Overloaded or unevenly loaded knee joints can cause osteoarthritis (OA), or cause your OA to get worse. Learning how to walk differently may be able to correct the loading problem and reduce your knee pain. This approach is being studied in people with medial, or inner, compartment OA — which is 10 times more common than other forms of knee OA.
“The medial knee compartment bears a much higher load than the lateral [outside] compartment,” says Pete Shull, PhD, assistant professor in the School of Mechanical Engineering at Shanghai Jiao Tong University in Shanghai, China. “That’s just the way our bodies are structured. The inside knee compartment experiences loading [or force] that’s two to three times higher than the outside.”
Researchers are looking for ways to shift some of the medial compartment’s load to the lateral one. “The lateral compartment almost always has healthy cartilage,” says Shull. “The compartments are like brake pads on a bike, unevenly worn. So by changing the way someone walks, we can get the cartilage in the compartments to wear more evenly.”
What the Studies Show
In a 2011 study published in the Journal of Biomechanics, Shull and his colleagues retrained nine healthy people without osteoarthritis to shift their gait.
They had the participants walk on a treadmill while wearing equipment that measured the forces on the knee and gave feedback on how they were walking. With the feedback, participants were able to learn how to shift weight to different parts of the knee. The pressure on the medial compartment was reduced by 20%. A knee brace can reduce pressure by 10–15% and foot orthotics can reduce pressure by 5–10%.
Once Shull and his colleagues established that the technology could help healthy people learn new walking patterns, they decided to test it on people with symptomatic knee osteoarthritis.
The 2013 study published in the Journal of Orthopaedic Research, looked at 10 people with medial compartment knee OA and self-reported pain. They participated in weekly gait retraining sessions for six weeks. Their scores for pain and function improved by 29% and 32%, respectively.
Researchers at University of British Columbia and University of Melbourne have also been studying how changes in gait may lessen knee burden. In a 2012 study published in Arthritis Care and Research, they taught 22 participants with knee OA to shift their trunks toward their damaged knee.
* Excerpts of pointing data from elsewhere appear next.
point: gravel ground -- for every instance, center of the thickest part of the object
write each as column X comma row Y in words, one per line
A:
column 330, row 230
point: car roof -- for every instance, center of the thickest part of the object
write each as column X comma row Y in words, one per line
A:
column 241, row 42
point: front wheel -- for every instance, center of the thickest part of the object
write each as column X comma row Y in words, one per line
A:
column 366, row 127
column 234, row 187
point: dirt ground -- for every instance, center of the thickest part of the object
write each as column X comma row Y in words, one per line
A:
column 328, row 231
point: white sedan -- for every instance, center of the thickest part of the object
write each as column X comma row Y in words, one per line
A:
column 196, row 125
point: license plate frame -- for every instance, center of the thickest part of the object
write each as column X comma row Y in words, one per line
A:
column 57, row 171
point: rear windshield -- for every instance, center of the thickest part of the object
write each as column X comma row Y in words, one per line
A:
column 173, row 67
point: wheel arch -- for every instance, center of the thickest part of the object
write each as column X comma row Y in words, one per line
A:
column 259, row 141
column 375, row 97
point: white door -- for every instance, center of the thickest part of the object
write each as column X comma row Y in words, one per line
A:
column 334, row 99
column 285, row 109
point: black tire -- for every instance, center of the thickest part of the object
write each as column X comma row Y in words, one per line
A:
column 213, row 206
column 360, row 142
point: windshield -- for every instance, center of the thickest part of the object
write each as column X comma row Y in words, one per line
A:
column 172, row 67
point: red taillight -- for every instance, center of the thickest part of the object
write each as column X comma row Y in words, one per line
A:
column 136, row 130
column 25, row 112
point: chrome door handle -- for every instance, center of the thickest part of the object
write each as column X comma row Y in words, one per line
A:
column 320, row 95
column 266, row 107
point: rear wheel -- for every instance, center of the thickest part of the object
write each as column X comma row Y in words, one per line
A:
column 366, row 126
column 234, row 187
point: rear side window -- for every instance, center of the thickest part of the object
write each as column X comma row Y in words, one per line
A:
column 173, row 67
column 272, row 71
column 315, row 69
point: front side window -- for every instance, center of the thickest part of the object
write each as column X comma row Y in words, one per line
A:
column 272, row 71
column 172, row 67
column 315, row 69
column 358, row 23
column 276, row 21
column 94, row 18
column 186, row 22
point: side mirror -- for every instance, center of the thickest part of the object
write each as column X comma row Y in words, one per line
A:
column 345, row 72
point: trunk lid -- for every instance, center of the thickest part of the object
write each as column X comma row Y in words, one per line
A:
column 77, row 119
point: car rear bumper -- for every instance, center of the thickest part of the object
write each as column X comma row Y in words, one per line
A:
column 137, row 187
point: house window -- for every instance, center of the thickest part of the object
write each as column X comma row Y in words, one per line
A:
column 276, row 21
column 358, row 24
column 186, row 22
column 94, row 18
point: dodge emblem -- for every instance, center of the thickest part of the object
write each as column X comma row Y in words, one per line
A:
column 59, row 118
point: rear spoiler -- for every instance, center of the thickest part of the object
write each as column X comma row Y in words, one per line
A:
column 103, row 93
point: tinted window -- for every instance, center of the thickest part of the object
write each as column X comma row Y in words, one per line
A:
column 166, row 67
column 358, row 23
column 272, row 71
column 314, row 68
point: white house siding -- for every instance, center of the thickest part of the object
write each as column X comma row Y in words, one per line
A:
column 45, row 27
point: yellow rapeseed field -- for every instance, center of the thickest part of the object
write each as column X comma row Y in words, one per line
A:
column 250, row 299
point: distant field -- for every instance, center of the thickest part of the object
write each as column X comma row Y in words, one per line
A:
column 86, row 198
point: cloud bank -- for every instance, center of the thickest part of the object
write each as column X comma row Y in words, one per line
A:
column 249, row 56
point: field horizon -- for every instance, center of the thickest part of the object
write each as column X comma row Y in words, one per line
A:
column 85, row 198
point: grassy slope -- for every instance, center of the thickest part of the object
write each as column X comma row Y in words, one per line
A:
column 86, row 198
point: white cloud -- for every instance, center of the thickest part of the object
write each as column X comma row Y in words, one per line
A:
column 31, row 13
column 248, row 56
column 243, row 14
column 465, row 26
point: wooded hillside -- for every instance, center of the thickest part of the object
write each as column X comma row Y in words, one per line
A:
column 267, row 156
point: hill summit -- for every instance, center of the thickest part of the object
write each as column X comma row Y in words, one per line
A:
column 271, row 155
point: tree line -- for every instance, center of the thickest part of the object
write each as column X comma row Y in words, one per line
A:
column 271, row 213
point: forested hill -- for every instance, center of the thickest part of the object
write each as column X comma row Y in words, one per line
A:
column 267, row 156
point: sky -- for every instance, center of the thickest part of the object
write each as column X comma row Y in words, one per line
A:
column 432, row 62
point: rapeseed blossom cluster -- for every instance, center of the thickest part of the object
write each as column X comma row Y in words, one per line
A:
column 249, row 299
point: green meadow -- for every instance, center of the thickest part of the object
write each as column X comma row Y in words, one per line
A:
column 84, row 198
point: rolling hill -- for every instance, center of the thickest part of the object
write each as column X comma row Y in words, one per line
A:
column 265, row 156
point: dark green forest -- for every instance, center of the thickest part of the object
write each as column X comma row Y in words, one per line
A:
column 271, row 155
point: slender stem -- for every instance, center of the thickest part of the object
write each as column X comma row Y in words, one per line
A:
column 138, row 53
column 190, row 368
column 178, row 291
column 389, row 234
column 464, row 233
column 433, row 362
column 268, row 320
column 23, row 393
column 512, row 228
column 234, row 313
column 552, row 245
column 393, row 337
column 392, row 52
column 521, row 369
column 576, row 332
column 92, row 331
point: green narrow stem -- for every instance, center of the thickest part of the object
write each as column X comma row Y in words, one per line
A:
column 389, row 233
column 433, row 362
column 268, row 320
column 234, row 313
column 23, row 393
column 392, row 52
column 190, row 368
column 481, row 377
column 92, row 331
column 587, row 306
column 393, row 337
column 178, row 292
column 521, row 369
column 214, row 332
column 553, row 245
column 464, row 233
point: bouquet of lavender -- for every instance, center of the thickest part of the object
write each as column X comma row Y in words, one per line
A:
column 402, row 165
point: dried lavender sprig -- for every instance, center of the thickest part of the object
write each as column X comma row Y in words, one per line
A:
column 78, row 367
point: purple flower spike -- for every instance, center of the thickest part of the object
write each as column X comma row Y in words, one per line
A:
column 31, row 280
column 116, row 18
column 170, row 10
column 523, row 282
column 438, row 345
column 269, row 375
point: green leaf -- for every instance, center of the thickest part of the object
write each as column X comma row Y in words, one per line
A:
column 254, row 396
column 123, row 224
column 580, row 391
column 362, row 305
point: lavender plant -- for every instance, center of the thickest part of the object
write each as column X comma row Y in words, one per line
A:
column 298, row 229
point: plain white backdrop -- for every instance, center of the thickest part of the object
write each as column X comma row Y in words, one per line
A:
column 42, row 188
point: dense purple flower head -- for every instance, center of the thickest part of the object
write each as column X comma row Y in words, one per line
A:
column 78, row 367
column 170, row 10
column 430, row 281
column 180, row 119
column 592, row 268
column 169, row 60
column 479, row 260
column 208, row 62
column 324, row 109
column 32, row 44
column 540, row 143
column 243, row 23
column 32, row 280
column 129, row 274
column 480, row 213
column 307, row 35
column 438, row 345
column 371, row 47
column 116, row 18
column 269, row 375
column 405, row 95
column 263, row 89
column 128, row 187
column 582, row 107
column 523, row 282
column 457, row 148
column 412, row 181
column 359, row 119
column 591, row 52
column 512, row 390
Although the greater the lean, the less pressure on the inner joint, participants had a tough time learning the new walk and initially at least, found no pain reduction.
Similarly, a 2013 study by the same group, which examined the effects of altering foot angles in 22 people with knee OA, showed no immediate change in knee pain or other symptoms.
What You Can Do Now
Shull and colleagues at Stanford University in California are working to develop wearable equipment to enable real-time feedback about gait patterns that can be used in clinics.
For now, patients can get movement retraining by working with a physical therapist, says orthopedic surgeon Jason Dragoo, MD, associate professor in the Department of Orthopedic Surgery at Stanford, who has been working with Shull and others on gait retraining research. “The physical therapist can help them to walk symmetrically and to spend equal time on both legs, making sure that the trunk is over the legs and not swaying side to side. When you limp, you lose efficiency and that can make knee pain worse.”
What’s most important is to practice the new movement, says Dr. Dragoo: “Once the physical therapist teaches you how to walk differently, you have to be committed to watching the way you walk.”